EEG-X: Device-Agnostic and Noise-Robust Foundation Model for EEG

TL;DR

EEG-X tackles variability across EEG devices and low signal-to-noise ratio by introducing a location-based channel embedding, a noise-aware dual reconstruction objective (latent-space self-prediction and artifact-removed raw-space reconstruction), and a Dictionary Convolution Transformation (DiCT) to shape the reconstruction loss. It combines latent-space predictions with raw-space denoised reconstructions under a unified objective $L_{total} = L_{rec} + L_{align} + L_{reg}$ and uses a universal scalp mapping for electrode embeddings. Across seven diverse datasets and cross-domain transfers, EEG-X achieves state-of-the-art performance and strong generalization when electrode layouts differ, establishing a solid foundation for EEG analytics.
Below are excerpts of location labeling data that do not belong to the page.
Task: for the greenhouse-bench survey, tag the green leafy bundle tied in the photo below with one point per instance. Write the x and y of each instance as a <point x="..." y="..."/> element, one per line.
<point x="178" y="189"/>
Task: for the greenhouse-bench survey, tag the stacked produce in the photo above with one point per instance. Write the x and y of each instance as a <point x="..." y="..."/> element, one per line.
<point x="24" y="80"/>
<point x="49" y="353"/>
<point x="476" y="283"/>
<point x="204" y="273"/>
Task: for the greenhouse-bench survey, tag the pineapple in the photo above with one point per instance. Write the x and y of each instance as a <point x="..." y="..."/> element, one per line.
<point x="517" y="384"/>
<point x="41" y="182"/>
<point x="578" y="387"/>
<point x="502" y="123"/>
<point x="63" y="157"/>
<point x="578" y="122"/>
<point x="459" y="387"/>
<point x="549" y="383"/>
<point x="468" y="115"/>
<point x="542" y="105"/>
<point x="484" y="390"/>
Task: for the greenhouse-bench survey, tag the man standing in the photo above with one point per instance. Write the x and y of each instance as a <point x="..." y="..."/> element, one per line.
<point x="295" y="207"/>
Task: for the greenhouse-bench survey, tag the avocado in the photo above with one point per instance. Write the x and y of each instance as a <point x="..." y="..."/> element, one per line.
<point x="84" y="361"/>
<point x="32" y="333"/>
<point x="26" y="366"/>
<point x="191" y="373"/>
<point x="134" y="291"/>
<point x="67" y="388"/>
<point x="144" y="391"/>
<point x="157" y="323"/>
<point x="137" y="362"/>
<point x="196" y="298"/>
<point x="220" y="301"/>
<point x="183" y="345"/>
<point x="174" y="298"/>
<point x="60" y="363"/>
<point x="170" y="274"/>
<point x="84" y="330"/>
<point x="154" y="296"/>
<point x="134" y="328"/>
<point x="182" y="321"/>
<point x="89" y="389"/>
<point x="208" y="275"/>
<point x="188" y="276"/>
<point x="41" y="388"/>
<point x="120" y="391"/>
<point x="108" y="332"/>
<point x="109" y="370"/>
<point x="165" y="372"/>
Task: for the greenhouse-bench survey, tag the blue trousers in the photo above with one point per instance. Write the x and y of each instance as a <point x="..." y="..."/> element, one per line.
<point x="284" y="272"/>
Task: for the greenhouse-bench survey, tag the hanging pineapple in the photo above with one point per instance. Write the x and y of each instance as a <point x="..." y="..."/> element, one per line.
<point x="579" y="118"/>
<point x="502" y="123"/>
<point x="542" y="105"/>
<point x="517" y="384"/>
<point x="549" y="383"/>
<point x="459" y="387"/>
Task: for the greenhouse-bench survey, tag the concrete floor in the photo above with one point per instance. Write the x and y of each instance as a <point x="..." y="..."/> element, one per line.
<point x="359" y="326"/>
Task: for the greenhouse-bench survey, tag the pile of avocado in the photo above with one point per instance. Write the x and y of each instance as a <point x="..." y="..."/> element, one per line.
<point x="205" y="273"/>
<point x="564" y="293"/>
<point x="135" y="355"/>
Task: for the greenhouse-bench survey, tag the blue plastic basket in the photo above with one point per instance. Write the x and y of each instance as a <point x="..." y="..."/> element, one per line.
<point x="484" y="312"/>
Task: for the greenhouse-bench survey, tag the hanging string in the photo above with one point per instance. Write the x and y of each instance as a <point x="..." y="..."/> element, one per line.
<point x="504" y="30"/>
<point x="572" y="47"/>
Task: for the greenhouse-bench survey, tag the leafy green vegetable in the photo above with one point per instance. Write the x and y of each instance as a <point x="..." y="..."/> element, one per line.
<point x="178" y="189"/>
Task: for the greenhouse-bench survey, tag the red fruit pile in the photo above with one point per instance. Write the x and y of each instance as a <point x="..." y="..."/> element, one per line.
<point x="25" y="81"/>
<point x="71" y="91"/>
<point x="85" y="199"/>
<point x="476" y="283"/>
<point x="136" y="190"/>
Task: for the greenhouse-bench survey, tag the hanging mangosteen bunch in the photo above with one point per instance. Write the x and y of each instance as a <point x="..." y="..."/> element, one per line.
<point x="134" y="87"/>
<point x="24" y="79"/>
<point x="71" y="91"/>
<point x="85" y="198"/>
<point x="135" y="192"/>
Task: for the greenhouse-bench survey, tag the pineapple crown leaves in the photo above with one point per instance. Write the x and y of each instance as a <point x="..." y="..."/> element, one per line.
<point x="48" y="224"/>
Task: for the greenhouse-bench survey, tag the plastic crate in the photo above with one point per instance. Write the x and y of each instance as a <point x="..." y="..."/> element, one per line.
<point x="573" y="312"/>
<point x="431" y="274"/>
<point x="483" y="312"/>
The work provides public code to foster reuse and further development.

Abstract

Foundation models for EEG analysis are still in their infancy, limited by two key challenges: (1) variability across datasets caused by differences in recording devices and configurations, and (2) the low signal-to-noise ratio (SNR) of EEG, where brain signals are often buried under artifacts and non-brain sources. To address these challenges, we present EEG-X, a device-agnostic and noise-robust foundation model for EEG representation learning. EEG-X introduces a novel location-based channel embedding that encodes spatial information and improves generalization across domains and tasks by allowing the model to handle varying channel numbers, combinations, and recording lengths. To enhance robustness against noise, EEG-X employs a noise-aware masking and reconstruction strategy in both raw and latent spaces. Unlike previous models that mask and reconstruct raw noisy EEG signals, EEG-X is trained to reconstruct denoised signals obtained through an artifact removal process, ensuring that the learned representations focus on neural activity rather than noise. To further enhance reconstruction-based pretraining, EEG-X introduces a dictionary-inspired convolutional transformation (DiCT) layer that projects signals into a structured feature space before computing reconstruction (MSE) loss, reducing noise sensitivity and capturing frequency- and shape-aware similarities. Experiments on datasets collected from diverse devices show that EEG-X outperforms state-of-the-art methods across multiple downstream EEG tasks and excels in cross-domain settings where pre-trained and downstream datasets differ in electrode layouts. The models and code are available at: https://github.com/Emotiv/EEG-X

Figures (7)

• Figure 1: Architecture of EEG-X with three components—tokenizer (with location-based channel embedding), latent space self-reconstruction, and raw space reconstruction with artifact removal and DiCT. Pretrained using latent- and raw-space reconstruction losses.
• Figure 2: (a) Location-based channel embedding using a universal scalp coordinate mapping to assign each channel Cartesian coordinates. (b) Embedding similarity of electrode F4 with all other channels, showing higher similarity to nearby electrodes (e.g., F2, F6) than distant ones (e.g., P7).
• Figure 3: Comparison of four different EEG headset configurations used for data collection
• Figure 4: Composite source signal used in the synthetic experiment, formed by summing three sine waves: low frequency (2 Hz, amplitude 5.0), mid frequency (20 Hz, amplitude 1.0), and high frequency (100 Hz, amplitude 0.5).
• Figure 5: Three reconstructed signals generated from a combined input signal, illustrating different distortions: (1) low-frequency dominant, (2) high-frequency dominant, and (3) high-frequency dominant with phase shifts. These examples highlight the bias of direct MSE toward amplitude and the mitigating effect of the DiCT transformation (see Table \ref{['tab:synthetic_dict']} for quantitative results).